Mayors Seek to Save Funding
Meet with FOMB to Iron Out Deal to Avoid Budget Cuts of 70%
Puerto Rico’s mayors are in negotiations this week with the island’s Financial Oversight and Management Board (FOMB) to save the Municipal Revenue Collection Center’s Equalization Fund, which the fiscal panel has targeted for elimination in 2024.
The fund, which buoys the coffers of smaller, rural towns with a limited property tax base, has been reduced from more than $350 million in fiscal year 2017 to $88 million in current fiscal 2022.
Proposed further cuts to the fund scheduled for the start of fiscal year 2023 on July 1 will lead to 29 municipalities losing 50 percent to 70 percent of their revenues, according to the mayors organized in the New Progressive Party-backed Mayors Federation and Popular Democratic Party-backed Mayors Association.
The Mayors Federation president, Camuy’s Gabriel Hernández, and his counterpart in the Mayors Association, Villalba Mayor Luis Javier Hernández, and officials from the Municipal Revenue Collection Center (CRIM by its Spanish acronym) met with Germán Ojeda, the fiscal oversight board’s municipal affairs director, to request a delay in the elimination of the Equalization Fund—one of the fiscal panel’s measures to wean towns off from dependence on the commonwealth’s central government so they rely more on property taxes.
The mayors’ groups were scheduled to hand in on Wednesday a proposal to be considered by the board this week.
Bayamón Mayor Ramón Luis Rivera told reporters after coming out of a meeting with members of the board on Monday that the elimination of the Equalization Fund could affect the town’s ability to continue running federal programs such as Head Start as well as hurricane reconstruction projects, which rely on reimbursements from the Federal Emergency Management Agency.
In a statement Monday, the board said that “financially stable and sustainable municipalities are crucial for providing the services residents need and deserve.”
“The Oversight Board has been supporting Puerto Rico’s municipalities in helping to improve fiscal responsibility through more efficient spending, economic development, and maximization of federal funds,” said the statement, which mentioned the mayors’ meeting with Ojeda. “The Oversight Board will continue its dialogue with the municipalities on key challenges they face and work to fulfill its mandate under PROMESA [Puerto Rico Oversight, Management and Economic
Stability Act] to help Puerto Rico achieve fiscal responsibility.”
During a conference on tourism that was held Tuesday, Gov. Pedro Pierluisi endorsed increasing the current 7 percent on short-term rentals by 1 percent to 8 percent to shore up municipalities’ finances. The mayors, however, are requesting the tax be increased by 3 percent.
Bill Signing ‘Barred’
Pierluisi also called on the board to further explain its rejection of amendments by the Legislative Assembly to House Bill 1244 to repeal certain portions of Act 4 of 2017, the Labor Transformation and Flexibility Act (LTFA), to reestablish what the board called “many of the burdensome labor restrictions that existed prior to LTFA’s passage, and to create new labor restrictions.”

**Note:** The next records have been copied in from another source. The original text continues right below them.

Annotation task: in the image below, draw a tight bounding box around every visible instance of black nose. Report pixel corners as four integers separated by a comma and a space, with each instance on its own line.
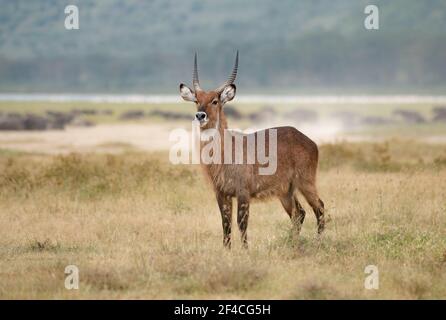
195, 111, 206, 121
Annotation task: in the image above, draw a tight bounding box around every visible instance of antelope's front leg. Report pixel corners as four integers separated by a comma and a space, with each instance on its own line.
237, 197, 249, 248
217, 193, 232, 249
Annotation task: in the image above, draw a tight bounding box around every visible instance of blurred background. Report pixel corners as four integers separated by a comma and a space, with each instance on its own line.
0, 0, 446, 94
0, 0, 446, 300
0, 0, 446, 152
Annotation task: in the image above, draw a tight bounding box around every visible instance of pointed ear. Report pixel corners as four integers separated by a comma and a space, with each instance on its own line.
220, 84, 236, 104
180, 83, 197, 102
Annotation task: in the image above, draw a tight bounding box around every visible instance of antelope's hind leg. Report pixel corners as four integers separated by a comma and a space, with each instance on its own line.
217, 193, 232, 249
237, 197, 249, 248
280, 192, 305, 235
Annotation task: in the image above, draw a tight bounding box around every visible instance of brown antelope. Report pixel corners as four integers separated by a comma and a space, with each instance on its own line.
180, 52, 325, 248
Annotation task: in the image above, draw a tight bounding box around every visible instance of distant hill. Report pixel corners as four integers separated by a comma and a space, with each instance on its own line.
0, 0, 446, 93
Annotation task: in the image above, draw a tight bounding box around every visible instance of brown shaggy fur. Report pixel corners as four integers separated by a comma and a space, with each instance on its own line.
181, 85, 325, 247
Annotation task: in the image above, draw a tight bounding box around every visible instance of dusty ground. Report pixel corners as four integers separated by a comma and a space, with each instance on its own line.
0, 102, 446, 299
0, 141, 446, 299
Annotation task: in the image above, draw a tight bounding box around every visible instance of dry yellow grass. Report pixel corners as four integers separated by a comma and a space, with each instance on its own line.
0, 141, 446, 299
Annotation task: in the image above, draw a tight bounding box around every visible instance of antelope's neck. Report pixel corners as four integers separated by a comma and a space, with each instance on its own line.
201, 112, 228, 185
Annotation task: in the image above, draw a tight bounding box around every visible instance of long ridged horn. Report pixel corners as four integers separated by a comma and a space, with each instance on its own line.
215, 50, 238, 92
192, 52, 201, 91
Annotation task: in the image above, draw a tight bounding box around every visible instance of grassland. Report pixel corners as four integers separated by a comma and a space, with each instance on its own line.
0, 139, 446, 299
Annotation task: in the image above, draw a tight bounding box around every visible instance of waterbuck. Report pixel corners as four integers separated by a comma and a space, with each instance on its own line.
180, 52, 325, 248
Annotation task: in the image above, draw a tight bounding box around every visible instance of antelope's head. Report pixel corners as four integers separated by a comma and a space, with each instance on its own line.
180, 51, 238, 129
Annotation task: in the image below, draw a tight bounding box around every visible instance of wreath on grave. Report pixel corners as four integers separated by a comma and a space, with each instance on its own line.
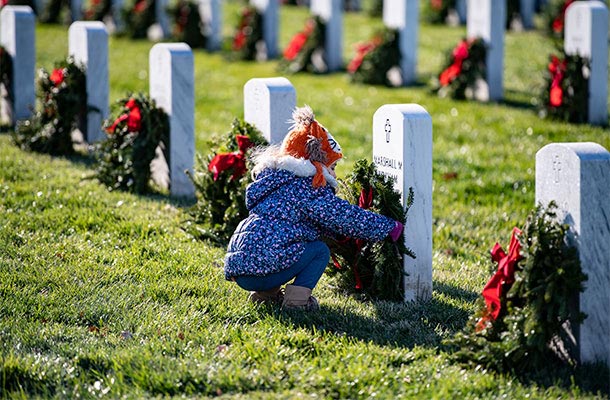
433, 38, 487, 99
95, 94, 169, 193
184, 119, 268, 245
168, 0, 207, 48
543, 0, 575, 40
424, 0, 456, 24
12, 57, 90, 155
326, 159, 415, 301
122, 0, 156, 39
231, 6, 266, 61
445, 202, 586, 372
0, 46, 13, 113
279, 16, 328, 73
347, 28, 401, 86
539, 50, 590, 123
40, 0, 72, 24
83, 0, 112, 21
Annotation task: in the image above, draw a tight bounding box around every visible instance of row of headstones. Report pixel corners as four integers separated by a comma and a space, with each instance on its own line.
2, 3, 610, 372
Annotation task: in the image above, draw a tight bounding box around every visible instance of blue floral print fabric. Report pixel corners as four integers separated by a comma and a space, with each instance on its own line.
225, 168, 395, 279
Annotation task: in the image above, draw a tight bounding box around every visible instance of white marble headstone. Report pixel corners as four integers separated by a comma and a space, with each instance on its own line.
250, 0, 280, 59
244, 77, 296, 144
68, 21, 108, 143
373, 104, 432, 301
383, 0, 419, 85
564, 0, 608, 125
70, 0, 83, 22
466, 0, 506, 101
0, 6, 36, 124
199, 0, 222, 51
536, 143, 610, 366
149, 43, 195, 197
311, 0, 343, 72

The governor did not say whether he would sign the measure passed by the Popular Democratic Partycontrolled House and Senate, but said the board did not give a sufficient foundation for him to veto it. LTFA was passed in 2017 by a New Progressive Party-controlled legislature and enacted by then-Gov. Ricardo Rosselló, who resigned from office in 2019.
In a letter to Pierluisi on Monday, the board’s general counsel, Jaime El Koury, who is serving as acting executive director of the fiscal panel, said that House Bill 1244 “impairs and defeats” Promesa’s goals because it is “significantly inconsistent” with the board-certified fiscal plan for the commonwealth.
“You are barred from signing the Bill into law by [Promesa] Section 108(a)(2). Further, [Promesa] Section 108(a)(2) bars the Bill’s implementation and enforcement,” El Koury notified the governor. The letter states that language in the fiscal plan specifically instructs the commonwealth government to “refrain” from repealing the LTFA or “enacting new legislation that negatively impacts labor market flexibility.”
“HB 1244 would render Puerto Rico less attractive to investors wanting to create new businesses and more jobs, and hinder and diminishes the economic growth the Government should want to encourage,” the board said in a statement issued Monday.
The missive states that if Pierluisi signs the measure into law, he would be required to submit “a formal estimate and certification” pursuant to Promesa Section 204(a) within seven business days of enacting the law. The estimate must include the “full economic impact of the issues raised in this letter,” including how the bill’s impact on labor-force participation will affect revenue, El Koury said in the June 13 missive.
“Regardless of the substance of your certification, enactment, implementation, and enforcement of HB 1244 will remain barred by [Promesa] Section 108(a)(2),” the letter states. “The Oversight Board reserves all its rights, including those under [Promesa] Sections 104(k), 108(a) (2), and 204, to take such actions it deems necessary, including seeking remedies to prevent enactment, implementation, and enforcement of HB 1244 and to nullify HB 1244.”
According to the letter, House Bill 1244 “would: (1) deter new investments in Puerto Rico and the jobs the new investments would create; (2) negatively impact Puerto Rico’s dismal labor force participation rate; (3) reduce economic growth and market competition; (4) deprive the Commonwealth of the revenues associated with such revenue growth (including by reducing the effectiveness of the Earned Income Tax Credit); and (5) increase the Commonwealth’s public assistance burden.”
The bill would revert the probationary period during which employers may terminate employees at ill from nine months (12 months for exempt employees) back to three months. It would revert the statutory Christmas bonus “hours worked” threshold from 1,350 hours to 700 hours within the 12-month period between Oct. 1 and Sept. 30 of any year.
Moreover, the legislation would increase the vacation accrual rate; revert to a presumption that an employee dismissal is unjustified, placing the burden on the employer to prove otherwise; and provide for a wrongful termination indemnity formula even more generous than the pre-2017 formula.